Measurement of Neutrino Oscillation with KamLAND: Evidence of Spectral Distortion

We present results of a study of neutrino oscillation based on a 766 ton/year exposure of KamLAND to reactor antineutrinos. We observe 258 ${\overline{\nu }}_e$ candidate events with energies above 3.4 MeV compared to $365.2\pm 23.7$ events expected in the absence of neutrino oscillation. Accounting for $17.8\pm 7.3$ expected background events, the statistical significance for reactor ${\overline{\nu }}_e$ disappearance is 99.998%. The observed energy spectrum disagrees with the expected spectral shape in the absence of neutrino oscillation at 99.6% significance and prefers the distortion expected from ${\overline{\nu }}_e$ oscillation effects. A two-neutrino oscillation analysis of the KamLAND data gives $\Delta m^2={7.9}_{-0.5}^{+0.6}\times {10}^{-5}{\mathrm{e}\mathrm{V}}^2$. A global analysis of data from KamLAND and solar-neutrino experiments yields $\Delta m^2={7.9}_{-0.5}^{+0.6}\times {10}^{-5}{\mathrm{e}\mathrm{V}}^2$ and ${tan}^2\theta ={0.40}_{-0.07}^{+0.10}$, the most precise determination to date.

Figure 1

(a) Estimated time variation of the reactor ${\overline{\nu }}_e$ flux at KamLAND assuming no antineutrino oscillation. (b) Observed ${\overline{\nu }}_e$ event rate versus no-oscillation reactor ${\overline{\nu }}_e$ flux.
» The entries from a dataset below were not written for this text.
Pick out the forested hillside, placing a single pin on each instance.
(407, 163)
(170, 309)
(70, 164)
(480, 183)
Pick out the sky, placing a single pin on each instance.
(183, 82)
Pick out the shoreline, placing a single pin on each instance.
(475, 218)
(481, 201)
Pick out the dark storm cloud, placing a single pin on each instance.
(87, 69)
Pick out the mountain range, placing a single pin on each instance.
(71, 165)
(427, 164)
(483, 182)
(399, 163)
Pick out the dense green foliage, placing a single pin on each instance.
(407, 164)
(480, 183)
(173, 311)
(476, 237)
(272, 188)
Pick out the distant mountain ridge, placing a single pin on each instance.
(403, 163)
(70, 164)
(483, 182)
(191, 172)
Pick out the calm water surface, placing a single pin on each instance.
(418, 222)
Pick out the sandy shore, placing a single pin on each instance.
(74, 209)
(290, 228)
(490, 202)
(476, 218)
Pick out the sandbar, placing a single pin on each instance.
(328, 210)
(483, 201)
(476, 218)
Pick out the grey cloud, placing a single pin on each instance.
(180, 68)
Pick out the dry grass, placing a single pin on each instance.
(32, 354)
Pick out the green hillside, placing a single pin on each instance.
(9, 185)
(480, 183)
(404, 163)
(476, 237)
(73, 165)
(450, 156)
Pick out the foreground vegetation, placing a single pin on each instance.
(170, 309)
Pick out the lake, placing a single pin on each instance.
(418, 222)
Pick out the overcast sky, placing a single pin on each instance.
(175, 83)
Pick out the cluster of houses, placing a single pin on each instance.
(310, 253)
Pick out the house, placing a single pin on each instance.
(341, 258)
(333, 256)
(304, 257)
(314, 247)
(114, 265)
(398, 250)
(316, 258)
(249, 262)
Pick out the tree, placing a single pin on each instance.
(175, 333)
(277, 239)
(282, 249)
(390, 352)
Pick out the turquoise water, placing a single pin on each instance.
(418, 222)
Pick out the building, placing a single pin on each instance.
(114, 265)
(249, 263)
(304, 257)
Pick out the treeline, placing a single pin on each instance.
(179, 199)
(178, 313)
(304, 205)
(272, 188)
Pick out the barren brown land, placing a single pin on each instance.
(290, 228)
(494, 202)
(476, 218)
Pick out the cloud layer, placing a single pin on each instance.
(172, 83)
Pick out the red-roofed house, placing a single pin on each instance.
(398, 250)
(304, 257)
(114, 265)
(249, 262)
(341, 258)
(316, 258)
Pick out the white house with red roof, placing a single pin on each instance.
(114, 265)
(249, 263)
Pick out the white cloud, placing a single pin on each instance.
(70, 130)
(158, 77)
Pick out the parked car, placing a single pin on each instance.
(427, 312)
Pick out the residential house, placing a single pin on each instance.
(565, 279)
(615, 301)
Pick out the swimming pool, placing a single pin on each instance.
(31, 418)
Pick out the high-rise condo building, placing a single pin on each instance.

Data points correspond to intervals of approximately equal ${\overline{\nu }}_e$ flux. The dashed line is a fit; the 90% C.L. is shown in gray. The solid line is a fit constrained to the expected background. The reactor distance distribution for ${\overline{\nu }}_e$ events in the absence of oscillations is shown in the inset.

Figure 2

(a) The correlation between the prompt and delayed event energies after cuts. The three events with $E_{\mathrm{d}\mathrm{e}\mathrm{l}\mathrm{a}\mathrm{y}\mathrm{e}\mathrm{d}}\sim 5\mathrm{M}\mathrm{e}\mathrm{V}$ are consistent with neutron capture on carbon. (b) Prompt event energy spectrum of ${\overline{\nu }}_e$ candidate events with associated background spectra. The shaded band indicates the systematic error in the best-fit reactor spectrum above 2.6 MeV. The first bin in the accidentals histogram contains $\sim 113$ events.

Figure 3

Ratio of the observed ${\overline{\nu }}_e$ spectrum to the expectation for no-oscillation versus $L_0/E$. The curves show the expectation for the best-fit oscillation, best-fit decay, and best-fit decoherence models taking into account the individual time-dependent flux variations of all reactors and detector effects. The data points and models are plotted with $L_0=180\mathrm{k}\mathrm{m}$, as if all antineutrinos detected in KamLAND were due to a single reactor at this distance.

Figure 4

(a) Neutrino oscillation parameter allowed region from KamLAND antineutrino data (shaded regions) and solar-neutrino experiments (lines) [13]. (b) Result of a combined two-neutrino oscillation analysis of KamLAND and observed solar-neutrino fluxes under the assumption of CPT invariance. The fit gives $\Delta m^2={7.9}_{-0.5}^{+0.6}\times {10}^{-5}{\mathrm{e}\mathrm{V}}^2$ and ${tan}^2\theta ={0.40}_{-0.07}^{+0.10}$ including the allowed 1-sigma parameter range.